La distinction qui suit est la plus importante. En effet, si Searle prétend rendre compte d'une ontologie des faits sociaux en particulier, ces derniers doivent posséder une caractéristique distincte, en tant qu'objets de connaissance, des objets de l'ontologie classique. Et si l'ontologie consiste en la connaissance des propriétés les plus générales de l'être, alors les faits sociaux doivent posséder certaines propriétés distinctes, du point de vue de l'existence, de celles des faits bruts. Dans cette optique, Searle propose de distinguer entre « ces propriétés du monde qui existent indépendamment de nous et celles qui dépendent de nous quant à leur existence même. »

Si la science consiste généralement en l'étude des propriétés objectives des objets extérieurs et qu'en ceci elle vise à s'émanciper le plus possible du point de vue subjectif de l'observateur pour mieux connaître son objet, l'ontologie sociale au contraire doit tenir compte de ce que les propriétés qu'elle étudie existent - comme nous l'avons vu- sur un mode subjectif et non pas objectif. Ce qui concernait tout à l'heure des entités particulières (les émotions, ainsi que tout ce qui relève du ressenti subjectif) s'applique maintenant à des propriétés (le fait que tel morceau de papier fonctionne comme de l'argent). Ces propriétés existent sur le mode subjectif dans le sens où elles sont relatives à l'intentionnalité des observateurs, des utilisateurs, etc. Searle distingue ainsi entre les propriétés intrinsèques (intrinsic) des choses et celles qui sont relatives à un observateur (observer-relative) : « C'est, par exemple, de manière intrinsèque que l'objet en face de moi possède une certaine masse et une certaine composition chimique. Il est fait en partie de bois, les cellules dont il se compose sont des fibres de cellulose, et aussi en partie de métal, qui se compose lui-même d'un certain alliage de molécules de métal. Toutes ces propriétés sont intrinsèques. Mais il est aussi vrai de dire du même objet qu'il est un tournevis. Et quand je le décris comme tel, je spécifie une propriété de l'objet qui est relative à l'observateur ou à l'utilisateur. (...) par conséquent la propriété est ontologiquement subjective. » (p. 9-10) Tous les objets constitutifs de la réalité sociale sont partagés entre des propriétés intrinsèques (objectives) et relative à l'observateur (subjectives). Le but de l'ontologie classique est de mettre à jour les propriétés objectives les plus générales des entités existantes, qu'elles possèdent ou non des propriétés subjectives. Le but de l'ontologie sociale est de découvrir les propriétés subjectives des objets de la réalité sociale, indépendamment de leurs propriétés objectives.

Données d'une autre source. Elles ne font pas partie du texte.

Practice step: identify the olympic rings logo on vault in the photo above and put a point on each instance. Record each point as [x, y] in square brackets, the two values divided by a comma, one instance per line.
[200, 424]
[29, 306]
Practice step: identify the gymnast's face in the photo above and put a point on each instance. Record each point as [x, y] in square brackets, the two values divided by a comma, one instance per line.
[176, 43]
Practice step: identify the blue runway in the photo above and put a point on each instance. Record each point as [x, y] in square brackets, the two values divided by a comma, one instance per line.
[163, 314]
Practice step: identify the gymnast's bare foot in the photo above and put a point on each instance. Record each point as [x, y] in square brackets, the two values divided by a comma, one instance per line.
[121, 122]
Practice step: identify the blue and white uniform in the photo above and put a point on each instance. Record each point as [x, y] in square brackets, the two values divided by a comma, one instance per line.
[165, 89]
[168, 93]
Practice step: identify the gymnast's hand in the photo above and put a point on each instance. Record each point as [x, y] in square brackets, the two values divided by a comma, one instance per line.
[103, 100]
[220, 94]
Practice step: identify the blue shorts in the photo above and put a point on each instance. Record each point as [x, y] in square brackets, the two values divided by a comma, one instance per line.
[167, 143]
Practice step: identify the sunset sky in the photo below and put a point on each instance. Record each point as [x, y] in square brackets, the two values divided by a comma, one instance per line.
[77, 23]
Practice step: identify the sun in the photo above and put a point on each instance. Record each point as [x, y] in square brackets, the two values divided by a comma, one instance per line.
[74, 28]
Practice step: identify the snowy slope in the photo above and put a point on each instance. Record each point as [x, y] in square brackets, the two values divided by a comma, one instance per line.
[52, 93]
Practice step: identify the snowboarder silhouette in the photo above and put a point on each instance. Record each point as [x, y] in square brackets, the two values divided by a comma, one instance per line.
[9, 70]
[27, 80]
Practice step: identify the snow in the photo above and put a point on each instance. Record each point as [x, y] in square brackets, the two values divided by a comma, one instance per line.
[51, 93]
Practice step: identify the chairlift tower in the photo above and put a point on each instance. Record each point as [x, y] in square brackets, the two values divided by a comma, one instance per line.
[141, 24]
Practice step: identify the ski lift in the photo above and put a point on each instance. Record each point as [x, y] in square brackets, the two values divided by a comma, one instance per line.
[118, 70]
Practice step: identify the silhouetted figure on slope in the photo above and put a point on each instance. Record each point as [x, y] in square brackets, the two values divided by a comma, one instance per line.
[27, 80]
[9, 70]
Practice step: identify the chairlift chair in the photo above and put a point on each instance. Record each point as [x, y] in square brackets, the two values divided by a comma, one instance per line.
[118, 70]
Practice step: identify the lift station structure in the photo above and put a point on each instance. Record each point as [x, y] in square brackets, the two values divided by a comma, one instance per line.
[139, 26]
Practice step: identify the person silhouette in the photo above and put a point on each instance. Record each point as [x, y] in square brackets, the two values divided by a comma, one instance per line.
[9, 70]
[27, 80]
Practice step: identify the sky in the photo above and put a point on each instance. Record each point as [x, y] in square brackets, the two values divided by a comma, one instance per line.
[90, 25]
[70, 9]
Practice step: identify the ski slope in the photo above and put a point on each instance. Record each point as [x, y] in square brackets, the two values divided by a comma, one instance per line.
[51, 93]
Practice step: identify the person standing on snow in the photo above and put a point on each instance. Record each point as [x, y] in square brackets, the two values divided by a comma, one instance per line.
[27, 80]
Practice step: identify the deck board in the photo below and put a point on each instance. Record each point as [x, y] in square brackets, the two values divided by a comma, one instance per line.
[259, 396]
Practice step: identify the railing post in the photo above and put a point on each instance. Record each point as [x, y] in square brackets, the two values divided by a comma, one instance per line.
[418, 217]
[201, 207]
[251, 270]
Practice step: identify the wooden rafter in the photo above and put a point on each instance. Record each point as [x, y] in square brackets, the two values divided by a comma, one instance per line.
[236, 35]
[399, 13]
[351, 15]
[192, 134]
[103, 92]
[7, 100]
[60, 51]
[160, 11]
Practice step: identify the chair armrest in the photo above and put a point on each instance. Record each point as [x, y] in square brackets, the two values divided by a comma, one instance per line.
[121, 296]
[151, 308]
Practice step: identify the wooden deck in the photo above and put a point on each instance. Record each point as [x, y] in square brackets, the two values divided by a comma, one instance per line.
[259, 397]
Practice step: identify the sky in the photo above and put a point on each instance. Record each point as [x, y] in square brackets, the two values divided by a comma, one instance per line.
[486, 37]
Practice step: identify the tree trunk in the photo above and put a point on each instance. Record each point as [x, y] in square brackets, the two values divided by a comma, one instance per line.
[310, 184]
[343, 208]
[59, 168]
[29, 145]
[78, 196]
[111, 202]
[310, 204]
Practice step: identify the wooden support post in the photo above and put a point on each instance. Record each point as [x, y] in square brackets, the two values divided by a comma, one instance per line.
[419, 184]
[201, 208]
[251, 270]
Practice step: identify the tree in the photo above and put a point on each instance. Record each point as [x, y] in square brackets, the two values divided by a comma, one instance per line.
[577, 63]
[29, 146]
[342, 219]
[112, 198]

Il convient de s'écarter de la signification habituelle du terme de «subjectif». Par celui-ci, on désigne généralement quelque chose d'arbitraire sur lequel il est impossible de statuer de manière objective. Or, nous passons notre temps à nous accorder sur les propriétés subjectives des objets sociaux : personne ne doute que l'argent soit de l'argent et qu'un tournevis soit un tournevis. Tous ces faits, précise Searle, ne sont des faits que sur la base de l'accord humain qui les reconnaît en tant que tels. Dans la mesure où cet accord [agreement] a effectivement lieu, il convient d'admettre qu'il s'agit bien de faits qui existent subjectivement, dont les propriétés sont relatives aux observateurs, mais qui néanmoins présentent des propriétés objectives. La source de cette objectivité, toutefois, ne se situe pas, à la différence de celle des faits bruts, dans l'indépendance qu'ils entretiennent vis-à-vis de nous. C'est au contraire dans la dépendance vis-à-vis de l'intentionnalité humaine que les faits sociaux subjectifs puisent leur objectivité. Si un tournevis est bien un tournevis et si l'argent est bien de l'argent, c'est uniquement parce que certains humains les reconnaissent en tant que tels. En s'accordant entre eux sur la fonction des objets sociaux, les humains instituent la dimension objective de ces mêmes objets. La condition de possibilité d'une ontologie sociale se situe par conséquent dans leur institution subjectivo-collective. Nous pouvons les connaître, parce que nous savons tous ce qu'ils sont.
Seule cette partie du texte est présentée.